The minister for Brexit, Michael Gove, has confirmed that up to 5 sites in Kent (in the south of England abutting the English Channel) will be used as Brexit border facilities, with another 7 situated elsewhere in the country. Gove has already confirmed the purchase of a £705m/$942m site for a “Brexit border” centred on a vast lorry park in Ashford, Kent, where transport operators will have to fork out money on an hourly basis while they wait for customs clearance.
The profound irony is that Ashford is solidly pro-Tory and pro-Brexit— in the 2016 EU referendum it voted Leave 59.4% (with Remain at 40.6%). Property values in Ashford are expected to crash with the construction of the vehicle park, with its ensuing traffic bottlenecks and the stress it will place on local infrastructure and services.
The Brexiters of Ashford are already turning NIMBY, though understandably many Remainers have little sympathy for them.
So much for the Brexiter “taking back control” slogan.
BoJo suffered a major political defeat this week.
He had been sitting on a parliamentary report since before the December 2019 election which investigated Russian interference in the 2016 EU referendum and the 2019 general election.
Releasing the Russian report is the task of the House Committee on Intelligence and Security, but BoJo had prevented it from meeting for 7 months. When he could no longer do this, BoJo tried to influence the committee’s leadership. In an act of egregious executive over-reach, he directed that the committee be headed by one of his flunkies, the error-prone former minister Chris “Failing” Grayling.
The committee has 9 members, 5 Tory and 4 belonging to opposition parties. In something of a coup, one of the 5 Tories, the independent-minded Julian Lewis, stood against “Failing” Grayling, and persuaded the 4 opposition-party members to vote for him.
BoJo’s hope was that Grayling would somehow be able to prevent the release of the Russian report, but Lewis, now the committee’s chair, has already chaired his first committee meeting and obtained unanimous agreement to publish the report within a week.
BoJo retaliated by having Julian Lewis kicked out of the parliamentary Conservative party.
Such is the state of democracy in Ukania.
So, what can lie ahead for Ukania?
The Thatcherite neoliberal “settlement” from 1979 onwards was a failed attempt to deal with the breakdown of the 1945 social-democratic settlement, premised as it was on a “managed capitalism”.

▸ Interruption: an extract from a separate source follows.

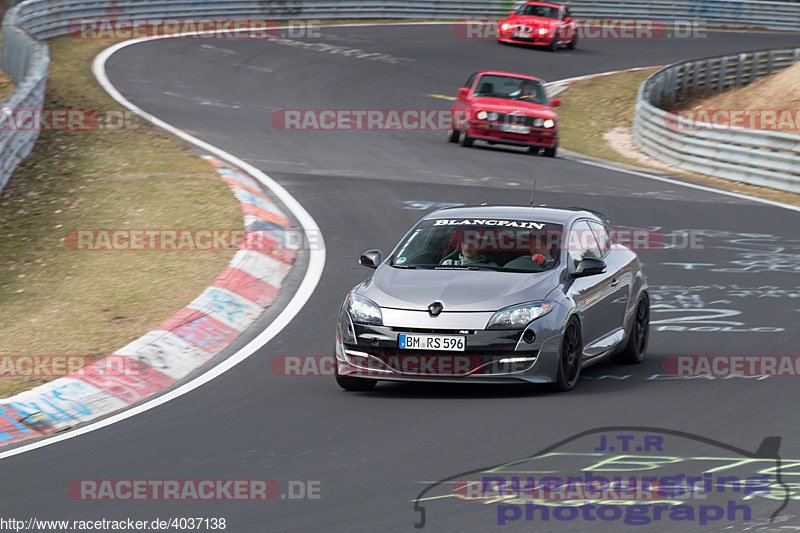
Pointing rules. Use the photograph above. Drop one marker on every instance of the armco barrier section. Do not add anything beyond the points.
(759, 157)
(26, 61)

The current convergence of the consequences, mostly impossible to anticipate, of the continuing pandemic (and especially a projected Covid second wave), with an economic upheaval brought out by a No Deal Brexit, could create conditions for the overturning of the 1979 “give capitalism free rein” Thatcherite consensus.
But let us not get ahead of ourselves.
Labour’s current Blairite leadership, under Keir Starmer, having eschewed Corbyn’s experiment in social democracy, is committed in so doing to the maintenance of Thatcherism, give or take a few palliatives not so far in evidence.
If the sting of a No Deal Brexit is not felt deeply by those who believe the EU is to blame for the UK’s decades-long economic and social decline (and this anti-EU refrain is the constant Tory message), the overturning of the Thatcherite consensus can be deferred.
For how long though?
History shows that events tend to proceed at their own pace, though sometimes with great rapidity.